Enfants tondus en foyer : quand le flou juridique ouvre la porte à l’inacceptable

Publié : 9h15 par Alicia Méchin

Crédit image: Pixabay

Ces derniers jours, des révélations sur des cas de maltraitance en foyer éclatent. Des enfants sont « tondus » en guise de punition.

En février dernier, dans un foyer accueillant des enfants placés, des éducateurs se sont filmés en train de raser la tête d’un garçon de huit ans pour le punir. Une scène d’une violence symbolique extrême, largement relayée et condamnée. Mais loin d’être un cas isolé, cette pratique semble révéler un malaise plus profond : hier encore, deux nouveaux cas d’enfants tondus ont été signalés dans un autre foyer parisien. La justice est désormais saisie.

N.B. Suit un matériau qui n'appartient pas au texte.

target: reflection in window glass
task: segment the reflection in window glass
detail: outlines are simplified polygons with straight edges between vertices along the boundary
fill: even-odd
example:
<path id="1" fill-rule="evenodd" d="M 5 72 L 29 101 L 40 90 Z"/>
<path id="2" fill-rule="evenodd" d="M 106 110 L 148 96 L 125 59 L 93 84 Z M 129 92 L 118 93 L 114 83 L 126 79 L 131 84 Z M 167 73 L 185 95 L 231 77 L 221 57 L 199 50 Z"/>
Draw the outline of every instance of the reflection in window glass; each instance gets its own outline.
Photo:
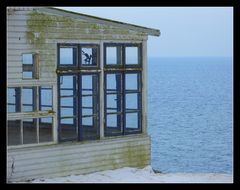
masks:
<path id="1" fill-rule="evenodd" d="M 117 48 L 116 47 L 107 47 L 107 64 L 117 64 Z"/>
<path id="2" fill-rule="evenodd" d="M 117 128 L 117 114 L 107 115 L 107 127 Z"/>
<path id="3" fill-rule="evenodd" d="M 97 48 L 86 47 L 81 49 L 82 65 L 97 65 Z"/>
<path id="4" fill-rule="evenodd" d="M 138 64 L 138 47 L 125 48 L 126 64 Z"/>
<path id="5" fill-rule="evenodd" d="M 52 88 L 51 87 L 39 87 L 39 109 L 41 111 L 52 110 Z"/>
<path id="6" fill-rule="evenodd" d="M 53 141 L 52 118 L 39 119 L 39 142 Z"/>
<path id="7" fill-rule="evenodd" d="M 21 120 L 8 121 L 7 134 L 8 145 L 21 144 Z"/>
<path id="8" fill-rule="evenodd" d="M 138 128 L 138 113 L 126 113 L 126 128 Z"/>
<path id="9" fill-rule="evenodd" d="M 22 111 L 33 111 L 33 88 L 22 88 Z"/>
<path id="10" fill-rule="evenodd" d="M 23 119 L 23 144 L 37 143 L 37 119 Z"/>
<path id="11" fill-rule="evenodd" d="M 126 109 L 138 109 L 138 95 L 126 94 Z"/>
<path id="12" fill-rule="evenodd" d="M 126 90 L 138 90 L 138 74 L 126 74 Z"/>
<path id="13" fill-rule="evenodd" d="M 32 65 L 33 64 L 33 54 L 23 54 L 22 55 L 22 63 L 27 64 L 27 65 Z"/>
<path id="14" fill-rule="evenodd" d="M 60 48 L 60 65 L 75 65 L 75 61 L 73 59 L 74 53 L 76 52 L 76 48 Z"/>

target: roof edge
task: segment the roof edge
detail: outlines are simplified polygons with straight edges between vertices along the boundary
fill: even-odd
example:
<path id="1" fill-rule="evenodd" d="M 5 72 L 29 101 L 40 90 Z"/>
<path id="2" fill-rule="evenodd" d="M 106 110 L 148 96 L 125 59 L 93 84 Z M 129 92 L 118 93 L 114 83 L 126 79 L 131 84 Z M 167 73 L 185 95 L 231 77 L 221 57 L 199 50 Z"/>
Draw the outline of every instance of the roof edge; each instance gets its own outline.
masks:
<path id="1" fill-rule="evenodd" d="M 87 18 L 88 20 L 91 20 L 92 22 L 99 22 L 101 24 L 111 24 L 111 25 L 114 25 L 114 26 L 125 26 L 129 29 L 132 29 L 132 30 L 145 32 L 145 33 L 147 33 L 148 35 L 151 35 L 151 36 L 160 36 L 160 30 L 158 30 L 158 29 L 147 28 L 147 27 L 143 27 L 143 26 L 139 26 L 139 25 L 134 25 L 134 24 L 115 21 L 115 20 L 111 20 L 111 19 L 106 19 L 106 18 L 96 17 L 96 16 L 92 16 L 92 15 L 77 13 L 77 12 L 68 11 L 68 10 L 59 9 L 59 8 L 54 8 L 54 7 L 36 7 L 36 9 L 38 9 L 40 11 L 45 11 L 45 12 L 48 12 L 48 13 L 52 13 L 52 14 L 61 14 L 61 15 L 64 14 L 64 16 L 69 16 L 69 17 L 73 17 L 73 18 L 76 18 L 76 19 L 77 18 L 78 19 Z"/>

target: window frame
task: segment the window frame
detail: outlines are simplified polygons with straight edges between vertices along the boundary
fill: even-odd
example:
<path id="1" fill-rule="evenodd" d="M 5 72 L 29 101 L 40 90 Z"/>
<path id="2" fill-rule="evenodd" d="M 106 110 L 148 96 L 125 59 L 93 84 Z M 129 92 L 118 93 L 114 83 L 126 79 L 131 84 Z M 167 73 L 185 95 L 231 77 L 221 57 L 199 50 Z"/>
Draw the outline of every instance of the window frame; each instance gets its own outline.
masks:
<path id="1" fill-rule="evenodd" d="M 61 48 L 76 48 L 75 55 L 73 54 L 73 61 L 76 59 L 76 64 L 60 64 L 60 49 Z M 83 65 L 82 64 L 82 48 L 96 48 L 97 62 L 96 65 Z M 66 71 L 73 70 L 73 72 L 78 72 L 79 70 L 94 70 L 100 68 L 100 45 L 96 43 L 58 43 L 57 44 L 57 70 Z M 71 72 L 71 71 L 69 71 Z"/>
<path id="2" fill-rule="evenodd" d="M 23 63 L 23 55 L 31 54 L 32 55 L 32 64 Z M 22 53 L 22 80 L 34 80 L 39 79 L 39 54 L 35 52 Z M 32 78 L 24 78 L 24 72 L 32 72 Z"/>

Mais comment un acte aussi violent et absurde peut arriver dans un lieu censé protéger les enfants ?

Pour comprendre, il faut se pencher sur le cadre juridique qui régit les foyers de l’Aide sociale à l’enfance. Ces établissements sont encadrés par le Code de l’action sociale et des familles (CASF). Sur le papier, le texte est clair sur un point essentiel : toute forme de violence, d’atteinte à la dignité ou d’humiliation est strictement interdite. Les enfants doivent être protégés, respectés et accompagnés.

Mais derrière cette affirmation de principe se cache un problème majeur, largement méconnu du grand public : le CASF interdit tout, mais n’encadre presque rien. Contrairement à d’autres institutions comme l’Éducation nationale ou l’administration pénitentiaire, la loi ne précise jamais quelles sanctions éducatives sont autorisées ni dans quelles conditions elles doivent être appliquées. Il n’existe aucune liste officielle, aucune procédure écrite, aucun cadre commun.

En pratique, cela signifie que les éducateurs se retrouvent seuls face à des situations souvent complexes, avec des enfants parfois en grande détresse psychologique. Faute de règles claires, chacun improvise selon sa propre conception de l’autorité et de la discipline. Ce vide normatif ouvre la porte à des dérives graves, où des actes illégaux peuvent être perçus, à tort, comme des « réponses éducatives ».

Un second flou juridique aggrave encore la situation : celui du contrôle des établissements. Le CASF prévoit bien que les foyers sont soumis au contrôle du département. Mais la loi ne fixe aucune fréquence obligatoire pour ces contrôles. Il n’existe ni inspections annuelles imposées, ni visites inopinées systématiques. Concrètement, un foyer peut fonctionner pendant des années sans qu’aucune autorité extérieure n’observe réellement le quotidien des enfants et des équipes.

Ce manque de supervision favorise l’installation de pratiques abusives, qui peuvent perdurer sans être détectées ni signalées. Les enfants, souvent déjà fragilisés, sont alors les premières victimes de ce système défaillant.

Au final, ces affaires ne relèvent pas uniquement de comportements individuels condamnables. Elles révèlent un problème structurel : un cadre légal qui combine un vide total sur les sanctions autorisées et une absence de contrôles réguliers. Tant que ce flou juridique persistera, il continuera de créer les conditions permettant à des pratiques illégales et violentes de s’installer dans des lieux pourtant censés garantir la sécurité et la dignité des enfants.